Rosebush was a vessel of the English Navy, originally in the Commonwealth of England, but in 1660 transferred to the English Royal Navy at the Stuart Restoration. She is named as one of his Majesty's ships in 1660, commissioned by James, Duke of York who at that time was commander (Lord High Admiral of England) of the Royal Navy.

== Origin ==
Rosebush was originally a Dutch armed merchant ship (Dutch Rozenboom or Rooseboom of the Amsterdam Directors) captured during the 1st Anglo Dutch war. Built in Amsterdam in March 1651/52, it was present at the Battle of Dover on 19 May 1652 (commanded by Kapitein Gerrit Schuyt). It was among five ships that were taken by the English on 4 June 1653 during the Battle of the Gabbard (commanded by Kapitein Bartolomeus Riesbeeck).

== Ships particulars ==

| Detail | Description | Type | Metric equivalent |
|---|---|---|---|
| Dimension | 84 ft 0 in keel x 24ft 6in x 11 ft 6 in | Imperial feet | 25.60 x 7.42 x 3.44 |
| Tonnage | 268 ^{18}/_{94} bm | tons burthen |  |
| Draft | 14 ft 0in | Imperial feet | 4.27 |
| Armament | 32 guns later reduced to 24 |  |  |
| Crew complement | 130 Later 100 / 85 / 70 |  |  |

== Commonwealth period ==
Rosebush was commissioned as a fourth rate being fitted out in June of 1653 under command of Captain Valentine Tatnell (1653 - 1654), and was stationed at St Helen's in the winter of 1653-54. Later in 1654 she was under command of Captain Richard Hodges who held her until 1656, stationed with Sir William Penn's fleet in the West Indies (1655-56).

== Restoration period ==
On 1 January 1660, by order of James, the vessel was to be fitted out "for a voyage to Jamaica" and to be "delivered into possession of Colonel Thomas Middleton". Around this time Rosebush was one of 37 vessels designated as a fifth rate. Captain Seth Hawley commanded the vessel until June 1660, the vessel being for Iceland Fishery protection.

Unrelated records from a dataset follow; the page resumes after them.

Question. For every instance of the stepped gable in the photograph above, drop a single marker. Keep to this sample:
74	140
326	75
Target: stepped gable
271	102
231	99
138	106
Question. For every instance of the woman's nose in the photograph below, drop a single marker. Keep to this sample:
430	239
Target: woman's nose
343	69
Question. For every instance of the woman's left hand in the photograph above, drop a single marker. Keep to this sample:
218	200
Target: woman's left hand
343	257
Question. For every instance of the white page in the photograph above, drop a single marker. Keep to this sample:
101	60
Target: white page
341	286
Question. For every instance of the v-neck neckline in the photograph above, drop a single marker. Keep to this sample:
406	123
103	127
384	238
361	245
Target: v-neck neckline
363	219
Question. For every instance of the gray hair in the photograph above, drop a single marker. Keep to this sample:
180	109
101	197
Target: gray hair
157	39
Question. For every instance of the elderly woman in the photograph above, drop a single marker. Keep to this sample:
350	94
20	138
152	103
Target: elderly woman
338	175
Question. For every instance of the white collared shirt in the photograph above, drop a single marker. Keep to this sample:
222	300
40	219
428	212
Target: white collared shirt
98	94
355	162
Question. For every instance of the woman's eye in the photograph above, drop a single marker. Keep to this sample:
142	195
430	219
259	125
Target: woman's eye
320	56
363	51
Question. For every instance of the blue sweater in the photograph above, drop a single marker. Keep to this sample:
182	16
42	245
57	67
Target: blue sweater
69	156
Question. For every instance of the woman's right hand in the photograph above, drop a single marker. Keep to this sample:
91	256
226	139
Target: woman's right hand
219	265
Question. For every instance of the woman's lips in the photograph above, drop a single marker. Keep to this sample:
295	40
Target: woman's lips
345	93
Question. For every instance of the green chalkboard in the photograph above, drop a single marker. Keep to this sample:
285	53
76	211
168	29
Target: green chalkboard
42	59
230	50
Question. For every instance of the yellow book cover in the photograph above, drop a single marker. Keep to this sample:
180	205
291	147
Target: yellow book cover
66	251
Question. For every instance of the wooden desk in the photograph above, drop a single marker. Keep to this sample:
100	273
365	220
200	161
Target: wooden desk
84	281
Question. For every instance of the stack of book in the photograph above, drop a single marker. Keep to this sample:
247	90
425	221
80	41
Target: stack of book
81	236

The ship is mentioned in the diary of Samuel Pepys, as being captained by John Browne of Walthamstow, Essex. Browne's wife Elizabeth was sister of Sir William Batten.

Pepys mentions the vessel as Rose-bush being at Woolwich on 14 February 1661, as being dinner guests of Captain Browne. Elsewhere the vessel has been erroneously named Rosebud.

The ship again comes into the fore when on 31 July 1662, Pepys in the company of William Coventry, witnesses Captain Browne being chastised by Coventry in the streets of London for not having sailed. Later in the same day at Woolwich visiting Rosebush which was in a state of disarray, not being ready for dispatch on account of officer delinquency.

A later entry in Pepys diary on 16 December 1662 makes note of an official complaint made by the purser Thomas Strutt against Browne causing Pepys to have a headache on account of Strutt. William G. Matthews notes that Strutt was discharged from Rosebush in July 1662 at his own request, while his successor resigned in March 1663.

The last entry Pepys makes is on hearing of Captain Browne's death on 25 April 1663 caused by a blow to the forehead by a stone in some altercation with one of his seaman, his servant.

Rosebush remained in service to the Royal Navy until 1664 in close relationship to Sir William Batten. It is mentioned in several letters pertaining to Harwich. On 19 October the vessel was at Deptford being made ready for a voyage to Harwich. The Master-Attendant at Deptford Capt. William Badiley however on 1 November objected of fitting the main mast of the Dunkirk to Rosebush and suggests she be towed by the Harwich hoy instead. By 16 December Rosebush had arrived at Harwich as noted by Anthony Deane who in October 1664 was appointed as the Navy Board's master shipwright on Pepys' recommendation of reopening the derelict Harwich Dockyard. Batten's boatswain William Baker sends word to Sir William noting of the ship's arrival at Harwich and his need for a house for lodging and provisions for fitting Rosebush for a hulk. She was finally sold in November 1668.